Cömert izniniz aklımdaki fırtına bulutlarını silip süpürdü.
– Lütfen durma!
Ve sen her şeyi anladın. İçimdeki parmakların tutkulu, heyecan verici yolculuğuna devam etti, her engeli yok edebilecek ürkek bir vals, Sisifos’la kıyaslanabilecek sıkı bir çalışma. İleri, geri, yavaşça, yavaş ileri, neredeyse dışarı kayıyor, tekrar ileri, tekrar geri ve derinlere doğru… Ah, seni istiyorum, seninle olmak istiyorum… Dalga bana yetişiyor, topuklarımı yalıyor, beni örtüyor.. Tanrım! İşte… Donmuş, büzüşmüş penisini elimde sıkıca sıkıyorum, zevk dalgalarında yüzüyorum, dünya dışı mutluluk tahtına oturuyorum, cinselliğin sonuçlarını yaşıyorum. şok…
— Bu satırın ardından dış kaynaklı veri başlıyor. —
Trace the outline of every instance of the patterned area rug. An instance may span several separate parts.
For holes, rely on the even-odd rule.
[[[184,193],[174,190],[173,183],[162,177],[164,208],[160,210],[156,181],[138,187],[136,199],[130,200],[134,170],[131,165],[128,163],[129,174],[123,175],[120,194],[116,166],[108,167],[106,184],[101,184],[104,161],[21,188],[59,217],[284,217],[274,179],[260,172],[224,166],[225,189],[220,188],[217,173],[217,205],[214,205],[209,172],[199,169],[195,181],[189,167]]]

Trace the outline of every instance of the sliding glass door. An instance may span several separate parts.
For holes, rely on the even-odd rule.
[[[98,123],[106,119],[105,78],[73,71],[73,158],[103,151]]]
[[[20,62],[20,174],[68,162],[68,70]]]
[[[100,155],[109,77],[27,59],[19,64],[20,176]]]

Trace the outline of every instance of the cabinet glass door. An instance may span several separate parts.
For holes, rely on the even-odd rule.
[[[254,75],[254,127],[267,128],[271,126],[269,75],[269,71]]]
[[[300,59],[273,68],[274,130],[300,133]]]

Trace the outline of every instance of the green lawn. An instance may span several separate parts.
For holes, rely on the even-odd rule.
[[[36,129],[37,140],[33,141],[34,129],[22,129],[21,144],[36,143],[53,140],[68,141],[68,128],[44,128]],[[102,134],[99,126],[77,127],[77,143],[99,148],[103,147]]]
Yolun kenarına park ettin ve motoru kapattın. Sana döndüm, hâlâ yanıyordum ve nefes nefeseydim. Şöyle açıkladınız:
“Durmasaydım en yakın hendeğe düşecektik.”
Başımı salladım.
– Evet, evet, kesinlikle haklısın! Neredeyse hiç gücüm kalmadı.
“Kendimi çok iyi hissettim” dedim ve sen güldün.
“Mutluyum” dedin ve ellerini teatral bir tavırla kaldırdın.
Ve parmaklarında aşk suyunun parlak damlalarını fark ettim.
– Bekle, biraz bekle, benim bir erkeğe zevk verebileceğimi anlayacaksın.
Sana doğru eğildim. Sikinizin heyecan verici, vahşi, erkeksi bir kokusu vardı. İçimde azalan heyecan hızla yeniden yükseldi. Penisin başını yaladım. Kaygandı. İnce delikten iştah açıcı tuzlu bir sıvı sızdı ve onu önce pembe yuvarlak kafaya, sonra da kalın, güçlü gövdenin her yerine sürdüm. Nasıl yemek isterim. Bir erkekte bundan daha yenilebilir bir şey yoktur. Sert, esnek ve o kadar hassastır ki diliniz parmak ucunda dans etmek ister. Sikin o kadar büyük ki ağzıma sığmıyor… En azından şu anki halimde… Eteğimin altındaki her şey yanıyor. Kedim açıkça aç.
– Ver onu bana…
– Sor, düzgünce sor…
– Lütfen, lütfen, lütfen, lütfen, onu delice istiyorum.
– Daha iyi sor!

– Bana gelin lütfen… Yanıyorum. Şimdi bana dokun. İçim ıslandı, beni al, yoksa delireceğim. Kendinizi çok iyi hissedeceksiniz! Bana gel!
– Daha fazla! Daha fazla!
– Gel bana kahretsin… Bak o da beni istiyor. Her şey kanla dolu, eğer onu bana itmezsen patlamak üzere. Siktir beni lütfen! Hiç sorun yaşamadan içime girecek, ikimiz de hazırız… Bu kadar bencil olamazsın, bu kadar muhteşem bir şeyi kendine saklayamazsın. Bak, sana açığım. Pekala, acele edin, yoksa beni becerdiğinizi düşünerek boşalacağım… Mutluluğumuzu kaçıramayız…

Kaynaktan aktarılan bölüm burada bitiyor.